This study demonstrates an association between an increase in antithrombin activity of less than 1%/IU/kg with worse patient outcomes. Our findings demonstrate that higher SOFA scores and higher FDP levels are associated with a smaller increase in antithrombin activity.

As previously performed in trauma-associated DIC [7, 8], antithrombin activity increased by approximately 1%/IU/kg in our study. Approximately 38.2% of patients with a baseline SOFA score > 13 and 39.7% with an FDP score > 25 μg/mL showed a 1%/IU/kg or more increase in activity. Patients with greater organ dysfunction and stronger coagulation/fibrinolysis activation exhibited a smaller increase in antithrombin activity, possibly due to increased consumption, suppressed hepatic production, and vascular leakage [19]. These findings underscore the importance of considering these factors when determining the optimal dosing and timing for administering antithrombin concentrate.

The observed association between increased antithrombin activity and improved survival may partly reflect baseline severity bias, as patients with greater responses might have had more favorable clinical conditions at the outset. To address this concern, we conducted a multivariate Cox proportional hazards analysis adjusted for baseline SOFA and JAAM DIC scores. The association between increased antithrombin activity and improved survival remained statistically significant after adjustment, supporting the robustness of the observed relationship.

To improve prognosis, the cutoff of post-treatment antithrombin activity was reported to be approximately 80% [6]. Given that the baseline antithrombin activity in our cohort was approximately 49% and the average body weight was 54 kg, patients who received a standard dose of 1,500 IU/day likely reached this cutoff. This suggests that an increase of 1%/IU/kg antithrombin activity may differentiate favorable therapeutic outcomes. However, this response was not consistent across all patients—those with higher baseline SOFA scores or elevated FDP levels appeared to require larger doses of antithrombin to achieve comparable increases. Notably, the 80% target level has been suggested in retrospective studies but has not been validated in prospective trials. Therefore, further prospective investigation is warranted to determine the optimal target antithrombin activity level.

Previous reports, such as the KyberSept trial, have suggested that high-dose antithrombin administration may increase bleeding risk [11]. On the contrary, our study did not find a direct association between antithrombin activity and bleeding risk. Concomitant use of anticoagulants, including heparin, protease inhibitors, and thrombomodulin, was also not associated with increased bleeding. A sensitivity analysis limited to major bleeding events yielded similar results (Suppl. Table 3). In the KyberSept trial, approximately 70% of patients received heparin during the first 4 days of treatment, while in our cohort only 14.1% did. Moreover, the total antithrombin dose in KyberSept was 30,000 IU over 4 days, markedly higher than the standard Japanese regimen of 1,500 IU/day, typically administered for 3 days. These differences in both concomitant heparin use and total antithrombin dose may partly explain the lower bleeding incidence observed in our cohort. In our cohort, the overall incidence of bleeding was 5.5%, consistent with previous reports such as Umemura et al. [20]. Similarly, J-SSCG 2024 notes that bleeding complications may increase by 8 per 1,000 patients (95% CI: − 24 to + 89) with antithrombin administration, based on randomized controlled trial data [5]. These findings suggest that although anticoagulant therapy using antithrombin may carry a risk of bleeding, the risk appears to be lower in patients with sepsis-associated DIC.

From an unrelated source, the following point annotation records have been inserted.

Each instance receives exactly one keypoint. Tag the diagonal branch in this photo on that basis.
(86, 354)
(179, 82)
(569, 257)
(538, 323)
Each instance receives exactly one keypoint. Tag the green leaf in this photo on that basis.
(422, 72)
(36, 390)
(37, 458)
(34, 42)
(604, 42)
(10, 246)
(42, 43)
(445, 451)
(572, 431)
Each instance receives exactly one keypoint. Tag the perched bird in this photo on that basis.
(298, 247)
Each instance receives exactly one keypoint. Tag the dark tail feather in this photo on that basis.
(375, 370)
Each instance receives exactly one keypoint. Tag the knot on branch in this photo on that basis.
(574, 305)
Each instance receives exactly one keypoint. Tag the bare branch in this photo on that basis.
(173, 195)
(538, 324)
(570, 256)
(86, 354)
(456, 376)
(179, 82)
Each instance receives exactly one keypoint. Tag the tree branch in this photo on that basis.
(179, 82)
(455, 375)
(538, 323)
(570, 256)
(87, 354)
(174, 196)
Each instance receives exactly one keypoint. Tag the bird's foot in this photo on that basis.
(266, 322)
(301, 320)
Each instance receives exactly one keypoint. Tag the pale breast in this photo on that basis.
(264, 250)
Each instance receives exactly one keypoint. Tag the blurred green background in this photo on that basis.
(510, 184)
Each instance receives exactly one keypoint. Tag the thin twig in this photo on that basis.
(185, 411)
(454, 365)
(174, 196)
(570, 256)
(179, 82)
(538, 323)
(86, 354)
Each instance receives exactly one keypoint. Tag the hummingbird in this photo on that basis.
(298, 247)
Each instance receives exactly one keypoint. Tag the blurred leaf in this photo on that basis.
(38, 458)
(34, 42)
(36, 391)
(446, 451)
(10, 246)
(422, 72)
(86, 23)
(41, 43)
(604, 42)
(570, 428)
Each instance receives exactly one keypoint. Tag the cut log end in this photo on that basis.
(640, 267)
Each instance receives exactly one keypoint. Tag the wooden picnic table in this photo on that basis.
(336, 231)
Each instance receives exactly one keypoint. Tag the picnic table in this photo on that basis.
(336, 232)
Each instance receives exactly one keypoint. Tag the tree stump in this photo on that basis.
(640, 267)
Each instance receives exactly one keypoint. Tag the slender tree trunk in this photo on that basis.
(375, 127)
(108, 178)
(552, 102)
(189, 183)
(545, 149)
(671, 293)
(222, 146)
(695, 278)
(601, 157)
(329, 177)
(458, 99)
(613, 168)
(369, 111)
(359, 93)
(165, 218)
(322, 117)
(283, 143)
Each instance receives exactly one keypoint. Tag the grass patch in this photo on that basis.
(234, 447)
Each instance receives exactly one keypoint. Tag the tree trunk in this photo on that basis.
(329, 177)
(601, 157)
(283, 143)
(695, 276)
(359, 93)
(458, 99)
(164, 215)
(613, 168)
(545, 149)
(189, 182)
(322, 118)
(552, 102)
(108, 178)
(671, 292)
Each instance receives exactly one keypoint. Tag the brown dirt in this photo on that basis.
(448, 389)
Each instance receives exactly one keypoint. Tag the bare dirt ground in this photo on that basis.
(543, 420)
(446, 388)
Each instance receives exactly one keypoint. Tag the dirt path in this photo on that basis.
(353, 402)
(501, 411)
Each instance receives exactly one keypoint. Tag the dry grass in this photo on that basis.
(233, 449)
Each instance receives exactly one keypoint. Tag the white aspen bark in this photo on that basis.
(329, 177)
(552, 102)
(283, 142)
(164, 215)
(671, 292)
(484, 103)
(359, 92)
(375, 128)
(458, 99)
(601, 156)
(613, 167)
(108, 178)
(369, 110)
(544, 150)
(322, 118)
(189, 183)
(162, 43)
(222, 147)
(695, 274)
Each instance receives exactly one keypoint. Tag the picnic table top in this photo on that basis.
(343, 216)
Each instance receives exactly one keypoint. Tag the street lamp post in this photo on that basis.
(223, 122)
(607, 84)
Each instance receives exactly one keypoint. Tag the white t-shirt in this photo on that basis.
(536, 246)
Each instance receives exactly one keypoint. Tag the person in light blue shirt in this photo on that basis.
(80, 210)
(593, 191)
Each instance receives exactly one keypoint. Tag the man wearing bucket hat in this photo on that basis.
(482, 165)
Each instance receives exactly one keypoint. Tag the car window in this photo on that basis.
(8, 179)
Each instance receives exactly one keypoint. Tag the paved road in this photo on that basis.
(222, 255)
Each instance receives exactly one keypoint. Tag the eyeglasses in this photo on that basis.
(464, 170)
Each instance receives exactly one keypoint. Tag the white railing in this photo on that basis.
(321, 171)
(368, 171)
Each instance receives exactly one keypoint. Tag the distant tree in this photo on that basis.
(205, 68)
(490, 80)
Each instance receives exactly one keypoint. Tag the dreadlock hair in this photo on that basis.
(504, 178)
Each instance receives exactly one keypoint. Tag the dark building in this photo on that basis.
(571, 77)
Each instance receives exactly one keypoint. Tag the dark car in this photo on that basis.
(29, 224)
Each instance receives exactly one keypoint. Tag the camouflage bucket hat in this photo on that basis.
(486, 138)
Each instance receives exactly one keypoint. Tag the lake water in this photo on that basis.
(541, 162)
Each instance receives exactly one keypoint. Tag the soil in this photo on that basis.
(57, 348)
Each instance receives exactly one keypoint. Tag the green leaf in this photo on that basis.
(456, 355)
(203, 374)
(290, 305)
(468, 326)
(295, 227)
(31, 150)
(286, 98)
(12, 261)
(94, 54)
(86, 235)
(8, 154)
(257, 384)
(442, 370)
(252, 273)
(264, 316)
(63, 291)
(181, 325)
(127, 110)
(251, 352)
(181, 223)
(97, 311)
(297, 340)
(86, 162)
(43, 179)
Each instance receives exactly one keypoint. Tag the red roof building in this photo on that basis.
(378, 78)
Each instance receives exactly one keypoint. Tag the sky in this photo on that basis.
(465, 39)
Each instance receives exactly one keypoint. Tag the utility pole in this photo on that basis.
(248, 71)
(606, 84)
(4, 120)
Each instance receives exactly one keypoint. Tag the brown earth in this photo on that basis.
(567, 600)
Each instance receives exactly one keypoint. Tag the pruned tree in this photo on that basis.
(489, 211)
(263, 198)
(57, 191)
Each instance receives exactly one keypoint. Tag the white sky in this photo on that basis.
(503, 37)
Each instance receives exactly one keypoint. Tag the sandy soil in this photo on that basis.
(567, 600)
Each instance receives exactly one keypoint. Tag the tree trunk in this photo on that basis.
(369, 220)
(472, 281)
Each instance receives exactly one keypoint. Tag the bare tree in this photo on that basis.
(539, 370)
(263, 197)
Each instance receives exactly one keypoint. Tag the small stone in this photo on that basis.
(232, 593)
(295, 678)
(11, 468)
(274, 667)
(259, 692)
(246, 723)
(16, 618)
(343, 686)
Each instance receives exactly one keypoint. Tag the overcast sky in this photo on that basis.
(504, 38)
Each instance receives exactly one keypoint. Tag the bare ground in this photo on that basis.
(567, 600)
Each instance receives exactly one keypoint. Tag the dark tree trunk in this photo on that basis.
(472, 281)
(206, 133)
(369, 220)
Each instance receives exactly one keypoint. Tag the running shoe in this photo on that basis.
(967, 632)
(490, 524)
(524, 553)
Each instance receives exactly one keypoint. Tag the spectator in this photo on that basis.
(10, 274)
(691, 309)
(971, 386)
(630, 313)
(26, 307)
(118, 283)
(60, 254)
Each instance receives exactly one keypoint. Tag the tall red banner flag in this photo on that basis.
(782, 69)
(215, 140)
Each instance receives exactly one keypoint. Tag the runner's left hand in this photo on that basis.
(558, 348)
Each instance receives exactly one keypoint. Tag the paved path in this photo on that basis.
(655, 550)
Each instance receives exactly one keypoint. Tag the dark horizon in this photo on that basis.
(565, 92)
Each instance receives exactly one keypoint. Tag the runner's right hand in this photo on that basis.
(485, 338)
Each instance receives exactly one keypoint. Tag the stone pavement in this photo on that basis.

This study had several limitations. First, because of the retrospective nature, missing data were relatively common. In particular, antithrombin activity on Day 1 was frequently missing. Second, the antithrombin dosage was not standardized and was administered at the discretion of the attending physician, potentially introducing variability in dosing and treatment decisions. Although post-administration activity levels were available, treatment adjustments based on these values were not protocolized, raising the possibility of clinician-driven bias and residual confounding. Third, although we utilized only baseline and Day 1 data, 58.5% of cases received treatment over three days, which might affect patient outcomes. Finally, because our analysis only included patients who received antithrombin, we were unable to compare the incidence of bleeding with that in patients without treatment.